Unnamed: 0,customerID,gender,SeniorCitizen,Partner,Dependents,tenure,PhoneService,MultipleLines,InternetService,OnlineSecurity,...,DeviceProtection,TechSupport,StreamingTV,StreamingMovies,Contract,PaperlessBilling,PaymentMethod,MonthlyCharges,TotalCharges,Churn
0,7590-VHVEG,0,0,1,0,1,0,No phone service,DSL,No,...,No,No,No,No,Month-to-month,1,Electronic check,29.85,29.85,0
1,5575-GNVDE,1,0,0,0,34,1,No,DSL,Yes,...,Yes,No,No,No,One year,0,Mailed check,56.95,1889.5,0
2,3668-QPYBK,1,0,0,0,2,1,No,DSL,Yes,...,No,No,No,No,Month-to-month,1,Mailed check,53.85,108.15,1
3,7795-CFOCW,1,0,0,0,45,0,No phone service,DSL,Yes,...,Yes,Yes,No,No,One year,0,Bank transfer (automatic),42.3,1840.75,0
4,9237-HQITU,0,0,0,0,2,1,No,Fiber optic,No,...,No,No,No,No,Month-to-month,1,Electronic check,70.7,151.65,1


Note that we need to do some additional preprocessing, such as one-hot encoding the categorical features, to make the data compatible with a machine learning model. We will do this in the next notebook, where we will create the actual dataset we will train our models on.

### Feature Groups

A [feature group](https://docs.hopsworks.ai/feature-store-api/latest/generated/feature_group/) can be seen as a collection of conceptually related features. In our problem setting, it makes sense to create a single feature group for our data as it comes from a single data source. However, you could also imagine an alternative problem setting with multiple data sources, let's say one with customer info (birthdate, gender) and one with service info (list of services a user has signed up for at a particular point in time). In that case, it would make sense to create separate feature groups for these data sources. 

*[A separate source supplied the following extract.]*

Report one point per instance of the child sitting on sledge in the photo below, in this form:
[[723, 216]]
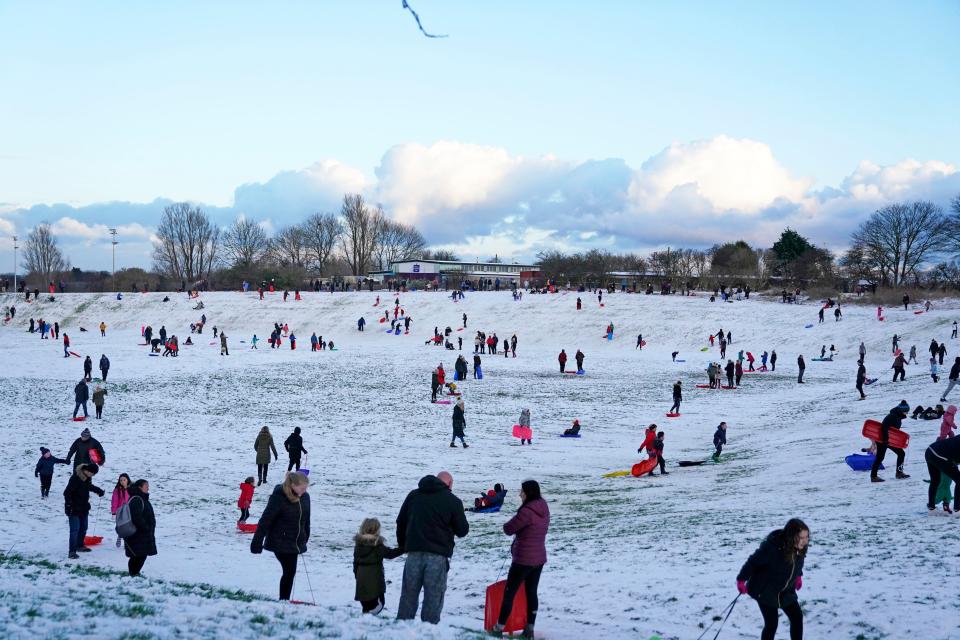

Before we can create a feature group we need to connect to our feature store.

In [None]:
import hsfs

conn = hsfs.connection()
fs = conn.get_feature_store()

To create a feature group we need to give it a name and specify a primary key. It is also good to provide a description of the contents of the feature group.

In [None]:
customer_info_fg = fs.create_feature_group(
    name="customer_info",
    description="Customer info for churn prediction.",
    primary_key=['customerID'],
    online_enabled=True
)

Here we have also set `online_enabled=True`, which enables low latency access to the data. A full list of arguments can be found in the [documentation](https://docs.hopsworks.ai/feature-store-api/latest/generated/api/feature_store_api/#create_feature_group).

At this point, we have only specified some metadata for the feature group. It does not store any data or even have a schema defined for the data. To make the feature group persistent we populate it with its associated data using the `save` function.

In [None]:
customer_info_fg.save(df)

### Next Steps

In the next notebook we will use our feature groups to create a dataset we can train a model on.